Kann sich der Ausschütter den frei aussuchen wie viel er ausschüttet? Ich dachte immer, das die schon der erhaltenen Dividenden der gehaltenen Aktien entspricht die auf jeden Anteil entfallen.

Vorgeschrieben ist es soweit ich weiß nicht.

 

vor 15 Minuten von ttrax12:

Allerdings war es zumindest früher (vor Einführung der Vorabpauschale) ja so, dass die Dividenen die der Fonds erhalten hat, seperat behandelt wurden. Ein Ausschütter hat diese dann weitergegeben, [...]
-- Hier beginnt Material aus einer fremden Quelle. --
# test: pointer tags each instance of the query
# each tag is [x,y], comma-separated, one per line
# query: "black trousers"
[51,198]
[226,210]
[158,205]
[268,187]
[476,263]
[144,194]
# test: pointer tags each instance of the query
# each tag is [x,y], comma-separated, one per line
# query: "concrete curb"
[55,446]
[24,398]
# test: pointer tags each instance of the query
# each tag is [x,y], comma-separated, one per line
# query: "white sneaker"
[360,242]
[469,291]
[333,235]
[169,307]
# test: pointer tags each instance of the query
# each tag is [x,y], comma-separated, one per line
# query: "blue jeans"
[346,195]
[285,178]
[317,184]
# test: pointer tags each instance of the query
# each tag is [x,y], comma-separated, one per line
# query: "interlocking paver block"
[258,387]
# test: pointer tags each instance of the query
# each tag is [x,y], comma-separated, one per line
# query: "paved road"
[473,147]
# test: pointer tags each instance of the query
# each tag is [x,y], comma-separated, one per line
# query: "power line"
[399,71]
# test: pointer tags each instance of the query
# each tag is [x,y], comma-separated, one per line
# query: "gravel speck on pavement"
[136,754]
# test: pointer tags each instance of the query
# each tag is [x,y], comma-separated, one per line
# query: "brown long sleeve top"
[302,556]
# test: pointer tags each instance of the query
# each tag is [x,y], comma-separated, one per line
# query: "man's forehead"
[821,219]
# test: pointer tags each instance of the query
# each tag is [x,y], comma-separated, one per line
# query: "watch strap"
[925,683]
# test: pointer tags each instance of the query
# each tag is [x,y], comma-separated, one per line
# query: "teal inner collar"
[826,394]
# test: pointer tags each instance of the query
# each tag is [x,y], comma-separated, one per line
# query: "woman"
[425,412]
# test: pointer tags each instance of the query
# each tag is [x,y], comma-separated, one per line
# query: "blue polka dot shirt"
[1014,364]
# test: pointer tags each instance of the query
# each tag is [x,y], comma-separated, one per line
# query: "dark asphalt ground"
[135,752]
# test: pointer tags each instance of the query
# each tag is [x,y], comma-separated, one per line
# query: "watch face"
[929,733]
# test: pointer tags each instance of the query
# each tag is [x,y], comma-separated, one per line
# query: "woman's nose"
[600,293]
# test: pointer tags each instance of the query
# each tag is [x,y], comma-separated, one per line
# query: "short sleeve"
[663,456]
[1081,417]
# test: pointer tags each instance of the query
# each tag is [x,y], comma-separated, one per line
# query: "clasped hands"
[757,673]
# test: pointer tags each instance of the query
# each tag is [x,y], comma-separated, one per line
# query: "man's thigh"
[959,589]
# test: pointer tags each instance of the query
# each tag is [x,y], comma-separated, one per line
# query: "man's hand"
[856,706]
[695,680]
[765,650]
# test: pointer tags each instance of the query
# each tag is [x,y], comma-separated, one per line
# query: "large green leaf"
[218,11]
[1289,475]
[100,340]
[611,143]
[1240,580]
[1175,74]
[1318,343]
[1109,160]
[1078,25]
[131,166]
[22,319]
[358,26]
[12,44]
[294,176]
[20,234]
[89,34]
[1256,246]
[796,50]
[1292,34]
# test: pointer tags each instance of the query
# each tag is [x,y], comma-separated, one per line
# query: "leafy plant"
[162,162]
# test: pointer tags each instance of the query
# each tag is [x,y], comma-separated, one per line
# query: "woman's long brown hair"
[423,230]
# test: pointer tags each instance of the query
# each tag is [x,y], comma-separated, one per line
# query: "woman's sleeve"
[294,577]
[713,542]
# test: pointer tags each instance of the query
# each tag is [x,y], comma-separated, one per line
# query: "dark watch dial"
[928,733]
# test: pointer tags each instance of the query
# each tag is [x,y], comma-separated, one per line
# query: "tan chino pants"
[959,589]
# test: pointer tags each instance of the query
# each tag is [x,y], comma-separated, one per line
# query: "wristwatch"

Ich gehe davon aus, dass auch ausschüttende Fonds das Geld erstmal intern wieder anlegen. Sonst hätte die ausschüttende Anteilsklasse eine höhere durchschnittliche Cash-Quote und dadurch eine von der thesaurierenden Klasse abweichende Performance. Auch der zugrundeliegende Index, dessen Performance der Fonds nachbilden möchte, wird in der Regel auf Basis einer sofortigen Wiederanlage berechnet. Zum Ausschüttungszeitpunkt werden dann entsprechend Wertpapiere wieder verkauft. Das schließt ja nicht aus, die Höhe der Ausschüttung so festzulegen, dass sie der Höhe der erhaltenen Zahlungen entspricht.

 

Exakt 1:1 kann es sowieso nicht funktionieren, weil sich die Anzahl Fondsanteile ändern kann zwischen dem Zeitpunkt, zu dem der Fonds Zahlungen erhält und dem Zeitpunkt, zu dem er ausschüttet.

 

vor 2 Stunden von Peter23:

Was ich mich immer frage: Warum gibt es eigentlich noch keinen ETF, der einfach jedes Jahr genau die Vorabpauschale ausschüttet?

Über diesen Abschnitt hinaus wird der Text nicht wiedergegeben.